A tree is never lost,
or in need,
of shelter from the storm
Sit or stand next to a full-grown tree. Lean your back against its bark and close your eyes. Sit there and take in the astounding stillness of this great being. This living, breathing organism. If you can open, it will shower you with a presence rarely encountered. Be still – and know that you are that presence. Stillness is your essence. It is what resides between the inbreath and the outbreath. We live, T. S. Elliot wrote, At the still point of the turning world. Five-thousand years earlier the Upanishads told us, The one Self never moves, It is within all this, and yet without all this. Trees tell us, It’s simple: Be Still, and release the striving to be more. Release self-preoccupation. Enjoy where ever you are and love your neighbors. When exposed to this reality, shames loses its force and withers.

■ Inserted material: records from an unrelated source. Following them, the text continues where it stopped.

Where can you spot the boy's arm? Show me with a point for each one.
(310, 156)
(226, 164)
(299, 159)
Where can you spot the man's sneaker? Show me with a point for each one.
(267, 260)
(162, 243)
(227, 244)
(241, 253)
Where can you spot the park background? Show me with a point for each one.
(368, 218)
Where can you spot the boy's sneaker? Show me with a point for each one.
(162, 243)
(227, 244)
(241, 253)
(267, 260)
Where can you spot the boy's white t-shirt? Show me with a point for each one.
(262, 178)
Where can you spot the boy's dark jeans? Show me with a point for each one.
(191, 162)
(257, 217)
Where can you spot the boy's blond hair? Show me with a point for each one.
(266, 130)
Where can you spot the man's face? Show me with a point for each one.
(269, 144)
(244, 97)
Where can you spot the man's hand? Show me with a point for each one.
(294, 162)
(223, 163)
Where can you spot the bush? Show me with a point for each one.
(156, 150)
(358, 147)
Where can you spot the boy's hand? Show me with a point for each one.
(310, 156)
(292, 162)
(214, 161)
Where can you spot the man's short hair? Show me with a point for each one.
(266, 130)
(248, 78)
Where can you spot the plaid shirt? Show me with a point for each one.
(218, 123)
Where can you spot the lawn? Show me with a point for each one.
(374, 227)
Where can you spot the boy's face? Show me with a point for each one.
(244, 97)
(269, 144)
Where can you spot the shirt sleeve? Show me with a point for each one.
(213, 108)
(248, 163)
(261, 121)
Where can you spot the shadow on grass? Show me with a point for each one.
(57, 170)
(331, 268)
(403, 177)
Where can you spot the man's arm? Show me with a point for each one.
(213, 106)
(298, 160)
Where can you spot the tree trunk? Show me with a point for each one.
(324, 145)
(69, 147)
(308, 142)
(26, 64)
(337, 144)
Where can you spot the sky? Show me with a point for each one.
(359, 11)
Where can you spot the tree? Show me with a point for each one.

The still-point is waiting for you and me. It’s not going anywhere. Some would say it is beckoning. What we find so, so difficult to comprehend is that being still is not a thing we do. And it does not mean we do nothing. As an author, I have found writing is not about being clever, it is about being still, listening to silence and serving what beckons. And practicing what Wendell Berry wrote in the last stanza of his remarkable poem, How to be a Poet:
Accept what comes of silence,
Make the best you can of it.
Of the little words that come
Out of the silence, like prayers
Prayed back to the one who prays,
Make a poem that does not disturb
The silence from which it came.
Silence is the breath of stillness entering the world.
What the world needs now is love, sweet love. That hasn’t changed. But the nervous system of we the people is stuck in the sympathetic system on overdrive. We have to curb our reactivity if we are to have any hope. Trees have everything to teach us on a personal and societal level. Many people have come to me these past weeks and said, you know there’s something about this lockdown I like. It’s quiet. I’m not hurrying so much. This time can be a retreat, a pause. A sacred pause. When we sit down next to a tree, or in our chair we have the opportunity to know what the sages who wrote the Upanishads referred to as, “Effortless Being.” Doesn’t that sound fine? I understand this is easier said than done. It takes daily practice to clear room for being to flourish. Sit with yourself, let your mind bounce around like Olivia and Nick in the tree house. Be still, the trees will help you, and as they said to me, “everything will come.” Joy, love, peace – what humans really want is within.
A couple of parting haikus for you, offerings of Doug Fir and Ms. Redwood.
Each of you
have a hollow, that plays
like a marimba
Philip Kenney is a practicing psychotherapist in Portland, Oregon. A long time meditator and poet, Philip is the author of the novel Radiance, and a collection of poetry, Where Roses Bloom. He strives to bring together the worlds of psychology, creativity, and spirituality in his work and is the author of a new work on those subjects entitled, The Writer’s Crucible: Meditations on Emotion, Being and Creativity.
A wonderful interview Erin. I enjoyed it so much.
Thank you for reading, Cheryl. I think you might enjoy Phil’s book, The Writer’s Crucible, too.